By Megan Bushnell, Harvest Market Kitchen Manager
My memory bank is filled with a rich mingling of food, family, friends and love. Most of things I make in my kitchen can be traced to a particular moment, frozen in time, where I first encountered the dish. I know where I was, who I was with, and the smells and tastes of that first bite. The connections between sharing food, sharing love and sharing recipes are all one.
There is one smell for me that goes back further than I can remember. That is the smell of a roux. I don’t remember the first time I encountered it because it has always been there. It is the smell of comfort, the smell of love, the smell of coming home at Christmas to my Grammy’s house in Hammond, Louisiana. It is the smell of my own mother’s kitchen (Mimi’s kitchen) transporting us all back home to our culinary roots through our bellies.
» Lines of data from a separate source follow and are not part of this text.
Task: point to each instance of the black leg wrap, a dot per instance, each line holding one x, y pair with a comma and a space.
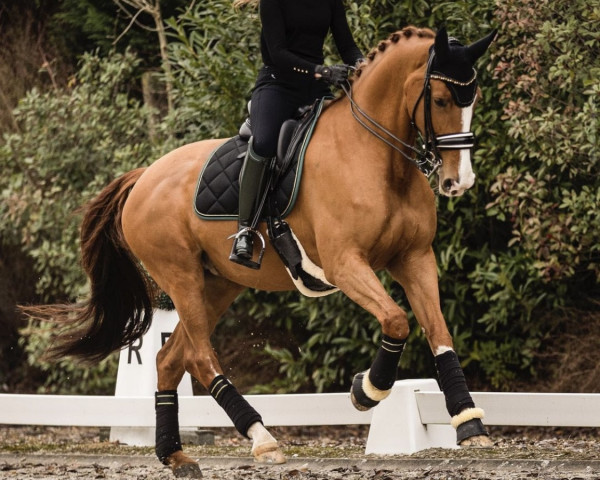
453, 383
167, 424
471, 428
242, 414
360, 399
385, 366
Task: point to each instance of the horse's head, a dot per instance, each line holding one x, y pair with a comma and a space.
443, 105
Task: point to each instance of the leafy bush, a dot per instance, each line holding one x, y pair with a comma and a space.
70, 146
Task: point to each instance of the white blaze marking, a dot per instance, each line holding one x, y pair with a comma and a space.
466, 177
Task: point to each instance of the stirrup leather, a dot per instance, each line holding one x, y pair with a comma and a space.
244, 261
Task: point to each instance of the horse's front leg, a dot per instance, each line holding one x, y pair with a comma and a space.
358, 281
417, 274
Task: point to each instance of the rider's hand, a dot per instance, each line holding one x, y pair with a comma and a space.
336, 75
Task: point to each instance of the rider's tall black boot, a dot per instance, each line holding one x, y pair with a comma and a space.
252, 185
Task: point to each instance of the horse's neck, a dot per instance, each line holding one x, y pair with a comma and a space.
379, 93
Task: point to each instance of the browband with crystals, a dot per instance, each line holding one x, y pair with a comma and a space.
443, 78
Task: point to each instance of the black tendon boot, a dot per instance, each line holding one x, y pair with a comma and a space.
252, 185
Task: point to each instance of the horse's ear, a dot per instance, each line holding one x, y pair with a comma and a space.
478, 48
441, 47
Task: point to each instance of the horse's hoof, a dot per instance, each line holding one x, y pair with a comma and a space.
269, 453
478, 441
183, 466
189, 470
358, 406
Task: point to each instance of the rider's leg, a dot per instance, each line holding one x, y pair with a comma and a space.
271, 105
252, 185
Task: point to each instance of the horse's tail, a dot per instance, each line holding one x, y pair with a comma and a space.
118, 309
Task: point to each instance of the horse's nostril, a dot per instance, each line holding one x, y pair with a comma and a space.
447, 184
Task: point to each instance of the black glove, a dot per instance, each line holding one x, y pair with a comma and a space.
336, 75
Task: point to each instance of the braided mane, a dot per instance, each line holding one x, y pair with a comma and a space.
406, 33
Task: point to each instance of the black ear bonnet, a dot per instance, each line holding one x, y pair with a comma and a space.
453, 63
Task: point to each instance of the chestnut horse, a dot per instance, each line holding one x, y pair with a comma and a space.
364, 205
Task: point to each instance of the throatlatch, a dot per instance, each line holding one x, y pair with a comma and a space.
167, 424
242, 414
372, 386
466, 418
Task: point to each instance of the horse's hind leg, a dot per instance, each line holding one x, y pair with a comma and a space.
418, 277
189, 349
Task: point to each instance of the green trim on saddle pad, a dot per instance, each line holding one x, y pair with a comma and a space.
217, 189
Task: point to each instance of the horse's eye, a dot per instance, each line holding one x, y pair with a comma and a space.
440, 102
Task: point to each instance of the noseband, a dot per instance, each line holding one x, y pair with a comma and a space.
426, 155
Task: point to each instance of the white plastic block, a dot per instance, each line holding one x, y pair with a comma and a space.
396, 426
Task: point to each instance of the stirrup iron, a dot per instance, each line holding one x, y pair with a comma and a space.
244, 261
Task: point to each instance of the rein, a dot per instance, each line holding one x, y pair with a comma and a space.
427, 155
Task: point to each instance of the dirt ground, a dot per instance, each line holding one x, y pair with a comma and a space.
315, 453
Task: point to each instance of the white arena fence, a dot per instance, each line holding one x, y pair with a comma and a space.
412, 418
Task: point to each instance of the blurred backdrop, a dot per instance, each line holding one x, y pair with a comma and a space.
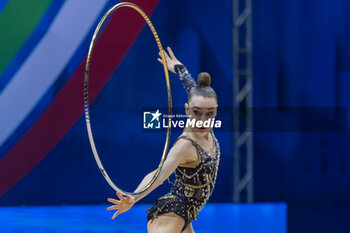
301, 58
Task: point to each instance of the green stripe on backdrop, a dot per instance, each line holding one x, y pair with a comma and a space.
17, 21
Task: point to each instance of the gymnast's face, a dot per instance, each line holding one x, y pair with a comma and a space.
202, 109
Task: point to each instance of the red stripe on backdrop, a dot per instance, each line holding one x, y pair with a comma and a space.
67, 107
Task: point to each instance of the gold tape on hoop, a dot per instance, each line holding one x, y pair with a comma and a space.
86, 98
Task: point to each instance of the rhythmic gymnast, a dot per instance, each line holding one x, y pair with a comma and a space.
194, 157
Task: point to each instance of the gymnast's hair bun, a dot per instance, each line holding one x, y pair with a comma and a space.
204, 79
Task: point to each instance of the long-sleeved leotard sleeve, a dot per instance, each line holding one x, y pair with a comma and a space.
185, 77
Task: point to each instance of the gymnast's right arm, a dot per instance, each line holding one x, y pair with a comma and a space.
174, 158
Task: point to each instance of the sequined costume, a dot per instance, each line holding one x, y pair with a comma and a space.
193, 185
192, 188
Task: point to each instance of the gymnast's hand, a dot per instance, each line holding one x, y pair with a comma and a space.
123, 205
170, 60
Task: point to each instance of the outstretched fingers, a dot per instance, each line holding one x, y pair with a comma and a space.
114, 201
113, 207
115, 214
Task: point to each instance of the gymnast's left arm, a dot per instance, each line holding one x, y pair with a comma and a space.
177, 67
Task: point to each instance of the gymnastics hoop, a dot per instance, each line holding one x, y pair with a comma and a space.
86, 98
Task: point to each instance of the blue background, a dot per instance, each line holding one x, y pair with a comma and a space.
301, 59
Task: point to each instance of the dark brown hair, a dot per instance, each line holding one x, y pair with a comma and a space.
203, 88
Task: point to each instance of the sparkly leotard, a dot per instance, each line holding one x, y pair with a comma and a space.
192, 188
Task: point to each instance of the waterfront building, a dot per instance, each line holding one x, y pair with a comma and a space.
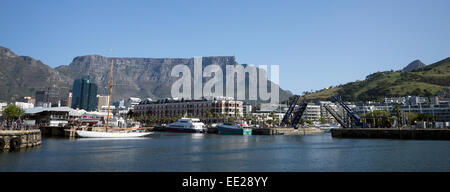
47, 98
69, 100
267, 115
102, 102
247, 109
131, 102
84, 94
214, 109
2, 106
441, 112
324, 113
395, 100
“First you make a roux” are the opening words of many South Louisiana recipes. It is the base of gumbo, étouffée, and piquant and is made by stirring fat and flour together over a flame until the color reaches the right shade; for Mimi’s Gumbo, this is the color of pecan shells or dark milk chocolate. Making roux takes constant stirring and attention. As my mother would say, “ You can not leave the stove, not even to pick up the phone or answer the door!” And it can easily take an hour to get a roux to the right color without burning it. For the beginner, at around the 45-minute mark, you will have your doubts and need to call your mother to make sure you are still on track. She will reassure you that “it will change color, just keep stirring!” And sure enough it does.
During her 74 years of life, my mom, Pam, the “Mimi” of Mimi’s Gumbo Ya-Ya, shared her food, love and recipes with anyone who needed them. You could count on her to bring by a pot of gumbo or some other homemade dinner to anyone who needed the love and support that only good food can provide. My mom was especially pleased to have her gumbo appear on the Harvest Market Kitchen’s shelf. When I asked if it was okay to use her recipe at work, she said “Of course! As long as you call it Mimi’s Gumbo Ya-Ya!”
Though I can no longer pick up the phone for “recipe reassurance”, my mom’s legacy will live on in me through her gumbo and the many other recipes we shared. I can think of no better tribute to my mom, than to cook good food with love and care, and then share it with the world. So, “Laissez les bons temps rouler” (“Let the good times roll!”).